International Association of Torch Clubs is an association of about 70 local clubs in the United States and Canada dedicated to broadening the intellectual and social horizons of professionals. The aim of these groups is to promote cultural and educational discussions, generally based on presentations by members following a dinner or social gathering. Topics of presentations might include history, culture, government, politics, and science, with controversial subjects welcomed. Unlike many membership organizations, Torch Club does not have community service as a goal. The objective of the international club is to give to the members of different professions the opportunity to meet together in a spirit of fellowship to prevent the narrowing tendencies of specialties by developing a breadth of thought.

== History ==

The International Association of Torch Clubs, Inc., or IATC, was founded in 1924 by William Bullock in Minneapolis, Minnesota. Bullock had the vision of forming an association of clubs across the country with a purpose of broadening intellectual and social horizons. "The objective," he said, "is to be cultural and educational, to get light and understanding on all vital subjects." He pulled together a group of 75 professionals in Minneapolis to discuss the creation of a new professional association. On July 10, 1924, this group formed the first Torch Club. Bullock then set out across the Midwest to promote this new association. Between 1924 and 1933, with the assistance of D.B. Zimmer, they established a total of fifty-one clubs, many of which remain active to this day. Today, nearly seventy Torch clubs across the United States and Canada meet regularly to hear and discuss cross-profession presentations.

Regional directors across the nation work with clubs within their districts to promote membership development, provide assistance from the International office, and set regional meetings where there can be exchanges of ideas and programs between local clubs within the region. An annual Torch convention brings members from many clubs together for meetings, paper presentations, tours and the annual awards night when the Paxton Prize winning paper is delivered.

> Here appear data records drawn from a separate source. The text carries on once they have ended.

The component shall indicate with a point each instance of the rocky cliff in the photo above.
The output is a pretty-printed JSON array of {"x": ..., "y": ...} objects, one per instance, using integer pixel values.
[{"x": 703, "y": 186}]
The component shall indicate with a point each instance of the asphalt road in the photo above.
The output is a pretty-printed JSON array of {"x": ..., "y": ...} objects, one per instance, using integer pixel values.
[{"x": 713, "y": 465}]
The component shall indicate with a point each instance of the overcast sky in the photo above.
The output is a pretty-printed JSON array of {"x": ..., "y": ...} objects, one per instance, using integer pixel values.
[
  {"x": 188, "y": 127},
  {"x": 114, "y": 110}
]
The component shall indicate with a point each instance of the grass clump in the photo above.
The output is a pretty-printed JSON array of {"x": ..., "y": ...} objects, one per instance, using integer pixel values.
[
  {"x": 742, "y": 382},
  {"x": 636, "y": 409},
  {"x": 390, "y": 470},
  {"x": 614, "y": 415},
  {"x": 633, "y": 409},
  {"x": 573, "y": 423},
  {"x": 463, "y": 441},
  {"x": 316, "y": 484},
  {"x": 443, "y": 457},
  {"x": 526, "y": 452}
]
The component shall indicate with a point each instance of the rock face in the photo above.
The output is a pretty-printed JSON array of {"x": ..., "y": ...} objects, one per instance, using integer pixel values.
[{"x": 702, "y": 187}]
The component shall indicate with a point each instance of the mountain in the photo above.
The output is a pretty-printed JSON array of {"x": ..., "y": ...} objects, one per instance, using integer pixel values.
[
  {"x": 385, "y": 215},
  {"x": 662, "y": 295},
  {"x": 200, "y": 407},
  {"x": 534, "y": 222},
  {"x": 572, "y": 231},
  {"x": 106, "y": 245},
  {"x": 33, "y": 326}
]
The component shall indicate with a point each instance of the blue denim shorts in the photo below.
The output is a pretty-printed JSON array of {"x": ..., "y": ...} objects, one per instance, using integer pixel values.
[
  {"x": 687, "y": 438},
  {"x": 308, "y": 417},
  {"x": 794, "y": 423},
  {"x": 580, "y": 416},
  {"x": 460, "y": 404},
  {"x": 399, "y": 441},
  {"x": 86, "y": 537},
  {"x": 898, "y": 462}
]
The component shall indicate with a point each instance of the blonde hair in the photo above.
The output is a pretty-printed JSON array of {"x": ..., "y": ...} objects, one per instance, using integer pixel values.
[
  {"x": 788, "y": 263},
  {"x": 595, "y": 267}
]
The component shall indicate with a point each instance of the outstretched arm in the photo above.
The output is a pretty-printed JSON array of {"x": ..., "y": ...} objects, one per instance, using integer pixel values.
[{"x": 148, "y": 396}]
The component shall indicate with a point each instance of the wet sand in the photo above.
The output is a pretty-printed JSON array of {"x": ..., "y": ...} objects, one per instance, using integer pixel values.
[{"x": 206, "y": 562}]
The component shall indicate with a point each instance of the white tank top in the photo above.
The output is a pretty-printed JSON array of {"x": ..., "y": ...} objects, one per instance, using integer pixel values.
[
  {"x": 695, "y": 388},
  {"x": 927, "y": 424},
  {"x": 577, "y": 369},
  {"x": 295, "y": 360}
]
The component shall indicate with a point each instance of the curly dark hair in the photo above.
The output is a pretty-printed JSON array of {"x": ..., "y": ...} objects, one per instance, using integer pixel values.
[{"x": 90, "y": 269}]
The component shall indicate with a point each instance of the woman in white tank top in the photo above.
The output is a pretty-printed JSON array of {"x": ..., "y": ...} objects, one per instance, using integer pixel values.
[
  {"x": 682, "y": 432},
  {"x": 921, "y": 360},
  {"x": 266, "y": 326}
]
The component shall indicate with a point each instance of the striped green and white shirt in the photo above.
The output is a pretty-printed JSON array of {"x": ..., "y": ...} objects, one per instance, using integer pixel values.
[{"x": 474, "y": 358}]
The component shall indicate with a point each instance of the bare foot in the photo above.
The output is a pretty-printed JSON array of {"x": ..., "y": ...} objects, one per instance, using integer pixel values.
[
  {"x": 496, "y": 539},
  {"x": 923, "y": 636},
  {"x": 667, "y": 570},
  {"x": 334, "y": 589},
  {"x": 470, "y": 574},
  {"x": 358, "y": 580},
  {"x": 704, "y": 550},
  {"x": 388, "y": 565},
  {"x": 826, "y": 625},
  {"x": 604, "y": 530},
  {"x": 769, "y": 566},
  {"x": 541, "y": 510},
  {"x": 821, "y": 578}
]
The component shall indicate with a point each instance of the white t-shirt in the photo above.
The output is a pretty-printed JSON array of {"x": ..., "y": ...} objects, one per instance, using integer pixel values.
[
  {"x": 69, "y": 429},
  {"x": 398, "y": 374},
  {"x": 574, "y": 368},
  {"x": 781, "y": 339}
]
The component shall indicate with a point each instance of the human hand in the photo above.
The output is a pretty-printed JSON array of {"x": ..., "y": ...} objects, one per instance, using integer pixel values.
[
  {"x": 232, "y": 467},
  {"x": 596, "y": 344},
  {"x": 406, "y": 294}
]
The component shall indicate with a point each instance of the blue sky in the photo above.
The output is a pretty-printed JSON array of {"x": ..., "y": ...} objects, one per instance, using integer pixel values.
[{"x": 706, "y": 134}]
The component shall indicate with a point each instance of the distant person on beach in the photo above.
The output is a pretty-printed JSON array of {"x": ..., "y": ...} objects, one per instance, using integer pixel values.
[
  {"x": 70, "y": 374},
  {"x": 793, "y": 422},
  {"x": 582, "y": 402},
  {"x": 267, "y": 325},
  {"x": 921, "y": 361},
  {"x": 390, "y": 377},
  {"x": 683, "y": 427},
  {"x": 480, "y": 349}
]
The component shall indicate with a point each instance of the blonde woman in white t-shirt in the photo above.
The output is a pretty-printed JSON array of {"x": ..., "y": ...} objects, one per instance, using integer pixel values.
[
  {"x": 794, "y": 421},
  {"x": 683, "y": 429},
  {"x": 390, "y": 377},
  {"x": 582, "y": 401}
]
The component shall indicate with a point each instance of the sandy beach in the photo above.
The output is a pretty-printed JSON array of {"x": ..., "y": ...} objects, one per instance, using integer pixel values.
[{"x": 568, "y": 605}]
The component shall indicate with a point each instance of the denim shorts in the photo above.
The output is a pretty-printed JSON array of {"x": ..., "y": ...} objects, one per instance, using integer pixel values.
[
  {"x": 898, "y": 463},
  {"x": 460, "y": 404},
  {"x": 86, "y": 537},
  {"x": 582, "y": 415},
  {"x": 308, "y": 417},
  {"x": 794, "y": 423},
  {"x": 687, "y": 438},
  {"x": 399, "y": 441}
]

Every Torch club welcomes people with intellectual curiosity, who enjoy discussion, and are willing to hear new ideas with an open mind. Torch presentations are typically 30–40 minutes in length. They are carefully researched and can be written as papers, which then are submitted for publication in the quarterly magazine, The Torch. The Torch is mailed in print form to all Torch members, and can be read on-line (thetorchmagazine.org).

== Paxton award ==

The Paxton Award is given yearly to the author of an outstanding paper presented by a Torch member at a Torch meeting. The award was created in honor and memory of W. Norris Paxton, past president of the International Association of Torch Clubs and editor emeritus of the Torch magazine. The winning author receives a trophy, an honorarium, and paid registration to the IATC convention. The winner is introduced at the convention banquet where he or she (or a designated representative) delivers the paper.